Monday, March 31, 2014

Anti-Trafficking Efforts and Photography


Take a look at these photographs. In the realm of anti-human trafficking efforts, Lisa Kristine is well known for a collection of photographs depicting modern-day slavery.

This week we read articles relating to the ethics of visual documentation. In The politics of photographic aesthetics: critically documenting the HIV epidemic along heroin injectors in Russia and the United States,” Schonber/Bourgois explain how photos “…might foster critical social engagement through an emotional aesthetic—empathy, horror, awareness, and anger—by documenting extreme levels of social suffering in the heart of the American Dream” (388). Kristine’s article accomplishes this precisely; she took these photographs for a distinct purpose: to reveal to the public that modern-day slavery still exists and to spur these individuals to take action against it.

My PE, Challenging Heights, runs a school and rehabilitation center for child trafficking survivors. In order to encourage people to donate money to their organization, I expected CH to publish pictures of children working on farms or in fishing boats. Once the viewer witnesses this terrible situation, he or she would feel inclined to contribute (via donation) to CH’s cause.

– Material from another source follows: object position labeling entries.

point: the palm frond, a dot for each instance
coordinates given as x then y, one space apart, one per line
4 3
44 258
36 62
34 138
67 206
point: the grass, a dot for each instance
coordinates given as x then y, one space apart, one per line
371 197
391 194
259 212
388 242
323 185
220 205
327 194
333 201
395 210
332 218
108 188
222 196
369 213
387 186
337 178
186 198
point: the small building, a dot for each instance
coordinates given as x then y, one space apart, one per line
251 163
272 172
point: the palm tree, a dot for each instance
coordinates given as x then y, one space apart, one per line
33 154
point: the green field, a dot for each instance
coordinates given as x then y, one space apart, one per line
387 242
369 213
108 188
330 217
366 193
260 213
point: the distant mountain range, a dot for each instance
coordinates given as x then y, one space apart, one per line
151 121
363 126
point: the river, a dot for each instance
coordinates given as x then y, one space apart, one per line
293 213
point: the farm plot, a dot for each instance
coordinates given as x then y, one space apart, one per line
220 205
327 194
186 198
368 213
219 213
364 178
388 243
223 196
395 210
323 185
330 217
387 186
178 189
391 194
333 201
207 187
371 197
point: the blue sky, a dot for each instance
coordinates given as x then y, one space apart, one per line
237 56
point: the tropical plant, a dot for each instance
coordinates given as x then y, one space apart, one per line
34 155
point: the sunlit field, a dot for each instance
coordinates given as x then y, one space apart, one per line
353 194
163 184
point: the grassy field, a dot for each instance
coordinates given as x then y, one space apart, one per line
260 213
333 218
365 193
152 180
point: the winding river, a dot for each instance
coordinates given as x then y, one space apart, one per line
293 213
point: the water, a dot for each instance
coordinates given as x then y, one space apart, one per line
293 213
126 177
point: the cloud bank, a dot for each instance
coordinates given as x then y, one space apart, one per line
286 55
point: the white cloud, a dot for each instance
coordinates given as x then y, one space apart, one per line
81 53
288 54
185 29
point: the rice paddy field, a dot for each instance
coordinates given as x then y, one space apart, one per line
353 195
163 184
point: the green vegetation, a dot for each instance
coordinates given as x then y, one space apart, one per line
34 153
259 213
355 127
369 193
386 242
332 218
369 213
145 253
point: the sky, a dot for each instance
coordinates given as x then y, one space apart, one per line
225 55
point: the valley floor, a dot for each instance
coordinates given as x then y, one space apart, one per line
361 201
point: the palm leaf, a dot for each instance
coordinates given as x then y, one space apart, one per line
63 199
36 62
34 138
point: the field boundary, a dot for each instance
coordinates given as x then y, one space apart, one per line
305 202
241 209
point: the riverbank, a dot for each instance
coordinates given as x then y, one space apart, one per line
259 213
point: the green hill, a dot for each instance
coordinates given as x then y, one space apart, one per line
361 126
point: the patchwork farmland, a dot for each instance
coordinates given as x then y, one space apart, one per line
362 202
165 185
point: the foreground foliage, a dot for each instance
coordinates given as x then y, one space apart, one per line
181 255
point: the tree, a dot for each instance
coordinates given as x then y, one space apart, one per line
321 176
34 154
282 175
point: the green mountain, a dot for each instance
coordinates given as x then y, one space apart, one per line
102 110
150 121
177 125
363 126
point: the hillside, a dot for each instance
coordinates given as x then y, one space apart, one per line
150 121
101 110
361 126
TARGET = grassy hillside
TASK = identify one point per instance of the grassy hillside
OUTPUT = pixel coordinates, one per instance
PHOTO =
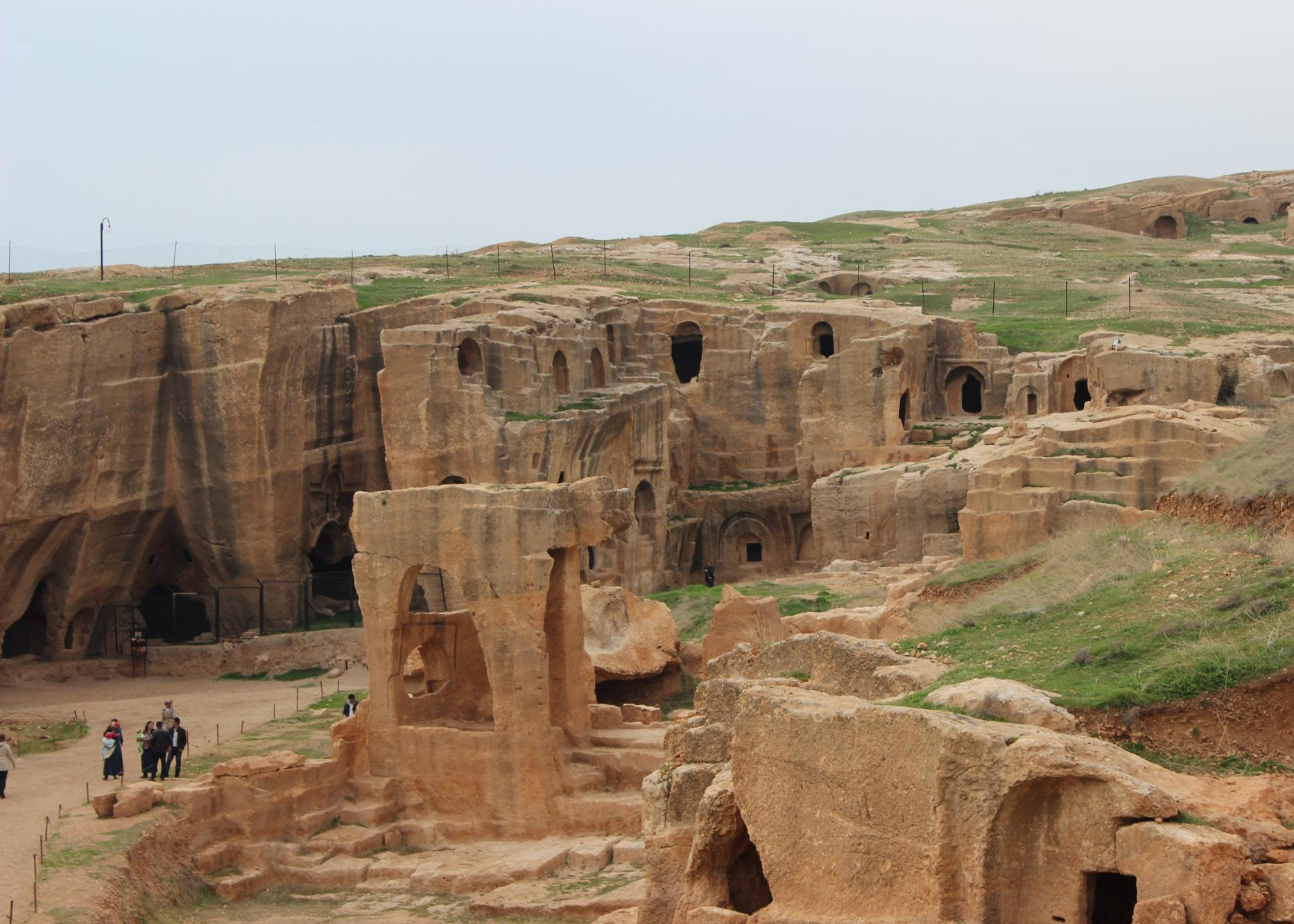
(1125, 616)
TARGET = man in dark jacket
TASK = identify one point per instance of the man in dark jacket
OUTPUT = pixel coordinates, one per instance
(179, 740)
(158, 744)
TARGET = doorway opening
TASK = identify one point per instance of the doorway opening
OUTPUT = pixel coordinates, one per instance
(965, 391)
(748, 888)
(1112, 897)
(823, 340)
(685, 350)
(28, 636)
(1081, 394)
(173, 615)
(470, 358)
(560, 374)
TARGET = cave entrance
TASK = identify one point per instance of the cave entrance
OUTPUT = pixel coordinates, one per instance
(1112, 897)
(173, 615)
(470, 360)
(823, 340)
(748, 888)
(28, 636)
(331, 576)
(560, 374)
(685, 350)
(1082, 396)
(965, 391)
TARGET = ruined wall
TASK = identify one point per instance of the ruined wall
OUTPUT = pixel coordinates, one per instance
(170, 448)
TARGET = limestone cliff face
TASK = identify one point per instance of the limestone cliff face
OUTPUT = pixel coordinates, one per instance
(175, 449)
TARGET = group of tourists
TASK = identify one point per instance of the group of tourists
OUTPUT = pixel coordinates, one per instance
(161, 746)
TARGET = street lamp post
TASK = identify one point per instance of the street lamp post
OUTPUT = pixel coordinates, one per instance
(101, 224)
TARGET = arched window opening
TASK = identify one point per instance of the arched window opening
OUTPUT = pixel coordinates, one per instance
(965, 391)
(808, 549)
(470, 360)
(686, 347)
(1112, 897)
(645, 503)
(823, 340)
(28, 636)
(560, 374)
(1081, 395)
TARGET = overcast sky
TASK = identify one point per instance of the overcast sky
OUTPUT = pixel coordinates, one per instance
(402, 127)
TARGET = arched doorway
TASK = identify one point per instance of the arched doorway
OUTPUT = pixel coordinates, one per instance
(560, 374)
(28, 636)
(173, 615)
(470, 358)
(1081, 395)
(823, 340)
(685, 350)
(965, 391)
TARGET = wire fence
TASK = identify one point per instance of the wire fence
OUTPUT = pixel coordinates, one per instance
(164, 254)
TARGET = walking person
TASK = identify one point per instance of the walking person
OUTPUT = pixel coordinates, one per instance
(112, 751)
(144, 742)
(179, 742)
(7, 762)
(158, 744)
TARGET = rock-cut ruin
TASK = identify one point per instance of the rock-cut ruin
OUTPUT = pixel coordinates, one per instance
(502, 476)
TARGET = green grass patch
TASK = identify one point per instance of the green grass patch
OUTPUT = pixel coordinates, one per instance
(1119, 618)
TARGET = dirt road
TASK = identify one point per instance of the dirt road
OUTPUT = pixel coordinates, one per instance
(42, 782)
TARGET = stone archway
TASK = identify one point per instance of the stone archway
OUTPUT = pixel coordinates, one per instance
(686, 347)
(965, 391)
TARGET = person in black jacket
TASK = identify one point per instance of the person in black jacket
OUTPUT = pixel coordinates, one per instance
(175, 752)
(158, 744)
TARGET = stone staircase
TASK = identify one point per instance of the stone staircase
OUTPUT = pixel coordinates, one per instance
(370, 842)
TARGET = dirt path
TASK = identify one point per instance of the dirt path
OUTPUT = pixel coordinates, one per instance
(42, 782)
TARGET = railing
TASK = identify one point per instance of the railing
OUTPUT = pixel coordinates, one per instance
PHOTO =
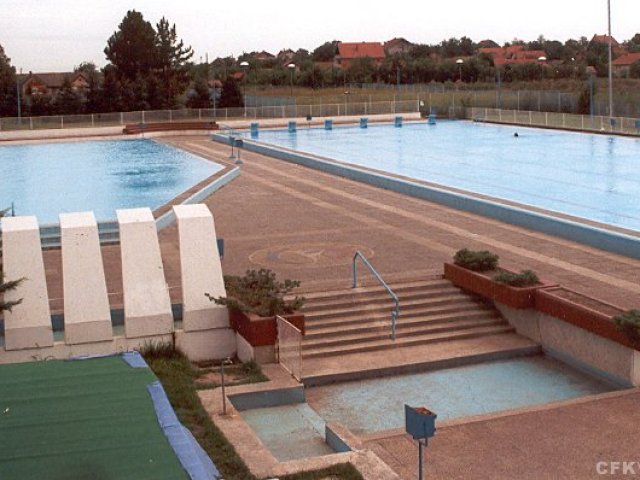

However, CH website consists of no children working as slaves (Take a look here: http://challengingheights.org/). All the photos illustrate children reading, studying, playing soccer, laughing, and just being kids. We often see the stereotypical pictures of African children, who are starving, illiterate, or my PE’s case, slaves. Instead, Challenging Heights does not victimize the children, but portrays them as strong survivors who are working past the injustices they’ve experienced. However, as Schonberg/Bourgois state, is this ‘sanitizing’ the ‘extreme social suffering’ of human trafficking? In my opinion, I do not think so. I think having such photos solidifies the children's identity as slaves...when really, they are trying to move past this label and reclaim a new identity as free individuals with a bright future ahead of them. What do you think? Do you think CH should publish photos like Lisa Kristine's?